New paper on stable isotope analysis in fluid inclusions

Stalagmite

Several groups at IUP have contributed to a new paper, which presents the in-house developments of a method for precise fluid inclusion stable isotope analysis using cavity-ring down laser spectroscopy operated with a continuously water-vapour purged extraction line. This method originally invented at the environmental physics institute in Bern has been implemented at IUP by Therese Weißbach in her PhD research, under the supervision of Tobias Kluge (now at KIT), the former head of the HGSFP junior research group Physics of Isotopologues at IUP.

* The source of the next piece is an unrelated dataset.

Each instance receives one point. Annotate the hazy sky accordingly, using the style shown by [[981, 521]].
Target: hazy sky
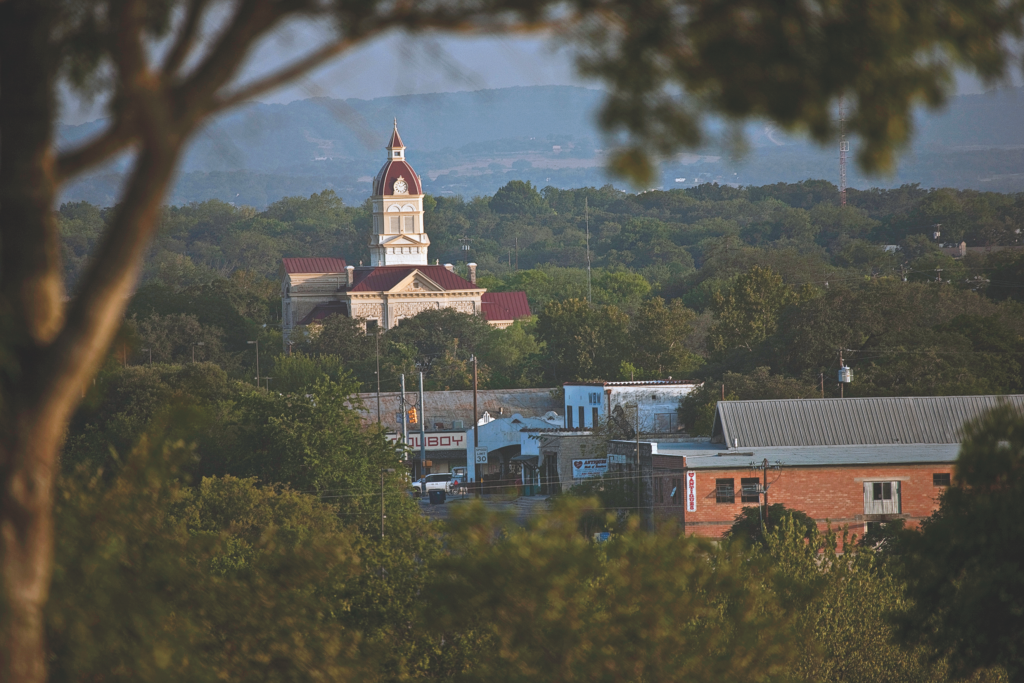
[[398, 63]]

Improvements and first applications of this method are now presented in the new paper published in the journal "Chemical Geology". In addition to technical results regarding the precision and accuracy of the analytical technique, the paper finds that stable isotopes in fluid inclusions of three different modern to late Holocene speleothems from caves in northwest Germany follow the the meteoric water line and correspond to the local drip water. It further demonstrates that such data from a Romanian stalagmite can be used to reconstruct the 20th century warming.


Reference:

Weissbach, T., T. Kluge, S. Affolter, M. C. Leuenberger, H. Vonhof, D. F. C. Riechelmann, J. Fohlmeister, M.-C. Juhl, B. Hemmer, Y. Wu, S. F. Warken, M. Schmidt, N. Frank, and W. Aeschbach, 2023. Constraints for precise and accurate fluid inclusion stable isotope analysis using water-vapour saturated CRDS techniques. Chem. Geol. 617: 121268, doi:10.1016/j.chemgeo.2022.121268

 

Picture: Section of the stalagmite Stam-4 from Closani Cave (Romania), which was analysed in the paper.